Bueno, he vuelto a EE. UU. desde el domingo y acabo de terminar mi primer día de regreso en mi trabajo de verano, que es en un puerto en el lago Michigan. Básicamente, siento que nunca me fui de América, pero sé que estuve en Shanghái porque puedo ver las fotos que tengo de los amigos que conocí allí, ver sus actualizaciones en Facebook y, desafortunadamente, ver mi tarea a medio terminar que me quedó de la pasantía (realmente necesito terminarla). Por un lado, es genial estar de vuelta: puedo estar con mi familia de nuevo, relajarme el resto del verano y hablar un idioma en el que soy completamente fluido. Supongo que evitar el tifón que aparentemente golpeó ayer es otra ventaja. De hecho, recibí un correo electrónico de mi jefe indicando que todos los Wisoners pueden salir del trabajo a las 3 p.m. hoy y se proporcionarán vehículos para las personas que viven cerca o para la estación de metro. Sin embargo, por otro lado, es difícil volver a casa. Lo estaba pasando increíble en Shanghái. Había conocido a tanta gente diferente de todo el mundo y, al mismo tiempo, estaba adquiriendo una experiencia útil. Me apasiona aprender chino mandarín, y pude ver un progreso constante y practicar mi idioma a diario. Será agridulce ver las fotos de los pasantes restantes aparecer en línea, ya que será maravilloso verlos divertirse, aunque obviamente desearía poder estar con ellos también. Volver y trabajar hoy en mi antiguo trabajo de verano realmente hizo que mi experiencia en Shanghái pareciera el sueño de otra persona.

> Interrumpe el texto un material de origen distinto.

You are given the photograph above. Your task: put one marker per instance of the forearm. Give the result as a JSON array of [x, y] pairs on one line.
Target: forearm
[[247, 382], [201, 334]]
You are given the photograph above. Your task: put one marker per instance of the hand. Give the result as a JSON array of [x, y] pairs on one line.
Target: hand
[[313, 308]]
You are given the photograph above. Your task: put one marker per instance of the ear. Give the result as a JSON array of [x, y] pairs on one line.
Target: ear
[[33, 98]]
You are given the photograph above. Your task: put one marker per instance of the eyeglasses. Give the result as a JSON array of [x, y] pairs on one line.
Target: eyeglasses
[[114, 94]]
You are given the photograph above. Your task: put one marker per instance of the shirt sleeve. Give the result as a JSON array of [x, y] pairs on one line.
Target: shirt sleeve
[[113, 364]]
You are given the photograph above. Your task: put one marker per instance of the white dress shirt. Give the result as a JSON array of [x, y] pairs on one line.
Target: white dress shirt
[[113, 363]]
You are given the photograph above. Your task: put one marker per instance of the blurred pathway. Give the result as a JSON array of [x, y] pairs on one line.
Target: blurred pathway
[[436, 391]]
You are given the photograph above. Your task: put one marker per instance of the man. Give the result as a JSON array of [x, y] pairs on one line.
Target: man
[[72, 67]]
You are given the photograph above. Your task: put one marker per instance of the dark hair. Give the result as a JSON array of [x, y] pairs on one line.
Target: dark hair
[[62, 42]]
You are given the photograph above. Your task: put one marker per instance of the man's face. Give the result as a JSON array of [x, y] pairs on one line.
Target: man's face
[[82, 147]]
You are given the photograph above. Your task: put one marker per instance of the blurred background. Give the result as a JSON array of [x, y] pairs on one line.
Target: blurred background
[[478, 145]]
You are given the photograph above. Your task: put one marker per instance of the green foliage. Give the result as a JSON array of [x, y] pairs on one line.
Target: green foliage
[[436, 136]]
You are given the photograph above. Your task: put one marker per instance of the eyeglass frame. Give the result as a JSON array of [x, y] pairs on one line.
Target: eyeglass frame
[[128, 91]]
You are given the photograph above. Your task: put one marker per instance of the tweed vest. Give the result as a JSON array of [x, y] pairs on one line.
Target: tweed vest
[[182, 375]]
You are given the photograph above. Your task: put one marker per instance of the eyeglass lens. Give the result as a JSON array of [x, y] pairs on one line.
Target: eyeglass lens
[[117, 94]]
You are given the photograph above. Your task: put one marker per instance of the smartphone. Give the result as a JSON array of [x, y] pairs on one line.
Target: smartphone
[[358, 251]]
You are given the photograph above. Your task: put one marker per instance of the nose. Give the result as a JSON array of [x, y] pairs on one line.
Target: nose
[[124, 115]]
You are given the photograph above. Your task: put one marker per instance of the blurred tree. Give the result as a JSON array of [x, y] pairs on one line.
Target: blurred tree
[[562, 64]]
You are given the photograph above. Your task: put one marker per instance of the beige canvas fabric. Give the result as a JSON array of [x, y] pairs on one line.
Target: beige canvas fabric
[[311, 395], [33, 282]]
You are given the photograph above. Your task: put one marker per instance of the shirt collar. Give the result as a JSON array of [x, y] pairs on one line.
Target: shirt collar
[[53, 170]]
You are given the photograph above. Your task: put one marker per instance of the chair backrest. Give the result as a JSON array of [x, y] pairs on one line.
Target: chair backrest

Sin embargo, a pesar de la sensación de ensueño, las habilidades, los amigos y el conocimiento son cosas que realmente adquirí. Claro. El verano pasó volando. Tengo que volver a la escuela el 30 de agosto, lo que significa que todavía me quedan unas pocas semanas, pero aun así se siente increíblemente corto. Sin embargo, no cambiaría las experiencias que tuve por nada. Podría viajar por Europa y saber que tengo un amigo en cada uno de esos países. Siento que tengo cierto conocimiento de los negocios chinos que solo se aprende mejor a través de la experiencia. Diría que la confianza es lo más importante para los chinos, aunque es una paradoja interesante cuando se examina su cultura actual, que se basa en relaciones de confianza y, sin embargo, aparentemente no tiene respeto por las patentes y produce algunos de los productos "falsos" más grandes del mundo. De todos modos, al intentar hacer negocios con los chinos, seguiría diciendo que es lo más importante.
Finalmente, creo que esto pone fin a mi blog. Gracias a todos los que han estado leyendo y espero que hayan disfrutado de las publicaciones o al menos hayan aprendido algo en el camino.